What is the HPV vaccine and who needs it?
HPV is the virus that causes cervical cancer in women and some other forms of cancer in both women and men. Available data from the CDC indicates that in 2018, there were about 43 million HPV infections, and many of those who contracted the virus were in their late teens or early 20s.
Given such statistics, the HPV vaccine has been included as a routine vaccination for children aged 11 or 12 years although it can be given as early as 9 years of age.
However, it’s essential to note that the HPV vaccine is not a treatment for any HPV infection. It works best when administered before any exposure, which usually occurs through sexual contact. Therefore, getting children vaccinated before they become sexually active will maximize protection.
Should my boy get the HPV vaccine?
One frequent question regarding the HPV vaccine is whether boys need it, too. The main market for this vaccine is adolescent girls considering that HPV is responsible for around 70% of cervical cancer diagnoses globally.
However, males are also exposed to the HPV during sexual intercourse or skin-to-skin contact. The carrier may be asymptomatic, so it’s critical for adolescent males to get the same level of protection that the HPV vaccine gives to young girls.

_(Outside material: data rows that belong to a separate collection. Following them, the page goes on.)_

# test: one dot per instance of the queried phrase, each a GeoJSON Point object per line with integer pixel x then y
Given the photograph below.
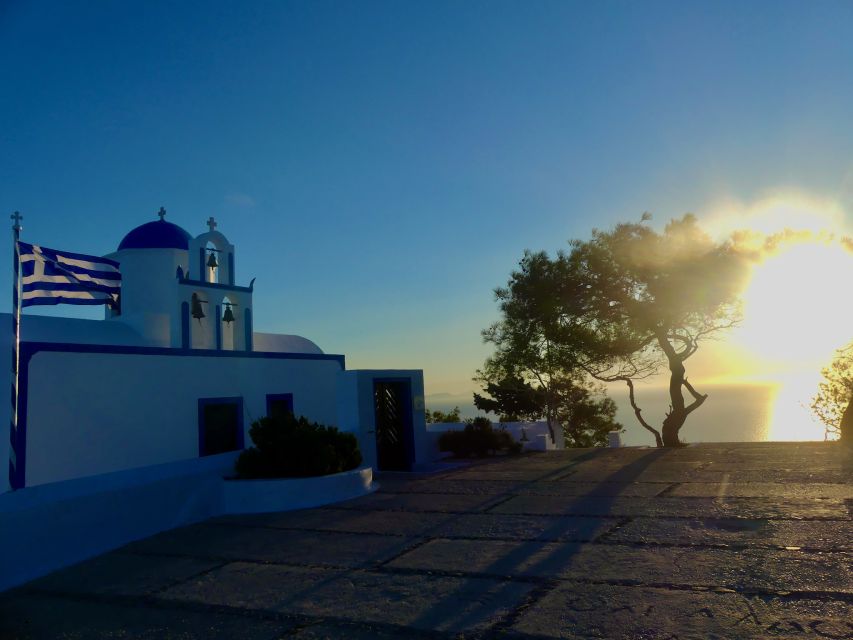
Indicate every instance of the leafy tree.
{"type": "Point", "coordinates": [441, 416]}
{"type": "Point", "coordinates": [619, 307]}
{"type": "Point", "coordinates": [585, 413]}
{"type": "Point", "coordinates": [512, 399]}
{"type": "Point", "coordinates": [833, 404]}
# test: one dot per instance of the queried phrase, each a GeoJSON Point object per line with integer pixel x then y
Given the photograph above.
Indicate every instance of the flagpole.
{"type": "Point", "coordinates": [14, 480]}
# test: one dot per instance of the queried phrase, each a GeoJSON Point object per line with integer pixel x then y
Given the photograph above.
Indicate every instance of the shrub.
{"type": "Point", "coordinates": [287, 446]}
{"type": "Point", "coordinates": [478, 438]}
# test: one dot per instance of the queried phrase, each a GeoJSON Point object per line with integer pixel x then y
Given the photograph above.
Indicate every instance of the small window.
{"type": "Point", "coordinates": [220, 425]}
{"type": "Point", "coordinates": [278, 404]}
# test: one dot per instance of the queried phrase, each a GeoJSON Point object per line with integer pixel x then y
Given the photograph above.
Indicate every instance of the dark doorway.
{"type": "Point", "coordinates": [220, 425]}
{"type": "Point", "coordinates": [392, 402]}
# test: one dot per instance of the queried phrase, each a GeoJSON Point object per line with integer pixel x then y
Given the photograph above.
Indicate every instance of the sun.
{"type": "Point", "coordinates": [797, 306]}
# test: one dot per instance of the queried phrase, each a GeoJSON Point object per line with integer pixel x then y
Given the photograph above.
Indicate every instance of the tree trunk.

It’s also important because even if boys aren’t at risk for cancer, they can transmit to their sexual partners and wives in the future. So it will help protect others and reduce the spread of the virus if they are immunized.
What is the HPV vaccine immunization schedule?
According to the WHO, the HPV vaccination schedule depends on the age of the child to be immunized. However, the primary recipients of this vaccine are adolescent girls ages 9-14, and the schedule is as follows:
- For adolescents aged under 15 at the time of the 1st dose, a 2-dose schedule is recommended with a 6-month interval. In case the 2 doses are administered within a period shorter than 5 months, the WHO recommends a 3rd dose to ensure efficacy.
- For adolescents aged 15 and above at the time of the 1st dose, a 3-dose schedule is recommended on a 0-2-6-month schedule.
How long is the HPV vaccine good for?
The efficacy of the vaccine is close to 100%, and research indicates that your child can be protected from the various types of HPV even after 10 years of getting fully vaccinated.
There is also no indication that the protection offered by the HPV vaccine weakens over time. It has been so effective that it can potentially prevent over 90% of the cancers linked to HPV.
Pros and cons of the HPV vaccine
As with any other vaccine, there are benefits and risks, so it’s vital to consult your child’s doctor and read up on the HPV vaccine.
The benefits of HPV vaccines
Aside from giving your child robust protection against cervical cancer, the benefits of having your child fully vaccinated include:
- Protection against cancers affecting the vulva, penis, anus, and oropharynx
- One of the vaccines protects against 90% of the HPV strains causing genital warts (types 6 and 11) in males and females alike.
The risks of HPV vaccines
The risks are always there when it comes to vaccination. Here are the downsides should you decide to have your child vaccinated with the HPV vaccine:
- Mild to moderate side effects can present after administration. These include pain or swelling in the injection site, low-grade fever, headache, joint or muscle pain, nausea, vomiting, and even diarrhea. Although these are all normal reactions of your child’s body, it’s important to communicate with your pediatrician if the symptoms persist so that medical attention can be provided immediately.
- The HPV vaccine doesn’t offer protection against all types of cancers.
- It doesn’t protect against other sexually transmitted infections or treat existing HPV infections.
There has been some hesitation about getting vaccinated due to the risk of infertility, but no evidence links the HPV vaccine to male and female infertility, according to a study.
What are the different types of HPV vaccines available for your child?
At present, there are 3 types of HPV vaccines available оn the market:
- 9-valent HPV vaccine (Gardasil® 9, 9vHPV)
- Quadrivalent HPV vaccine (Gardasil®, 4vHPV)
- Bivalent HPV vaccine (Cervarix®, 2vHPV)
The US FDA has approved these vaccines, and all 3 types protect against HPV type 16 and 18, which causes most of the HPV-related cancers in both males and females.
Talk to your child’s doctor about the HPV vaccines available, and he will be able to tell you what the best option is for your kid.
My final thoughts
As parents, we have to make sure that we do the best for our children, which includes giving them protection against various preventable infections. This will not only ensure their good health but also give us the peace of mind we so need, especially during the times when our children’s health is compromised and most vulnerable.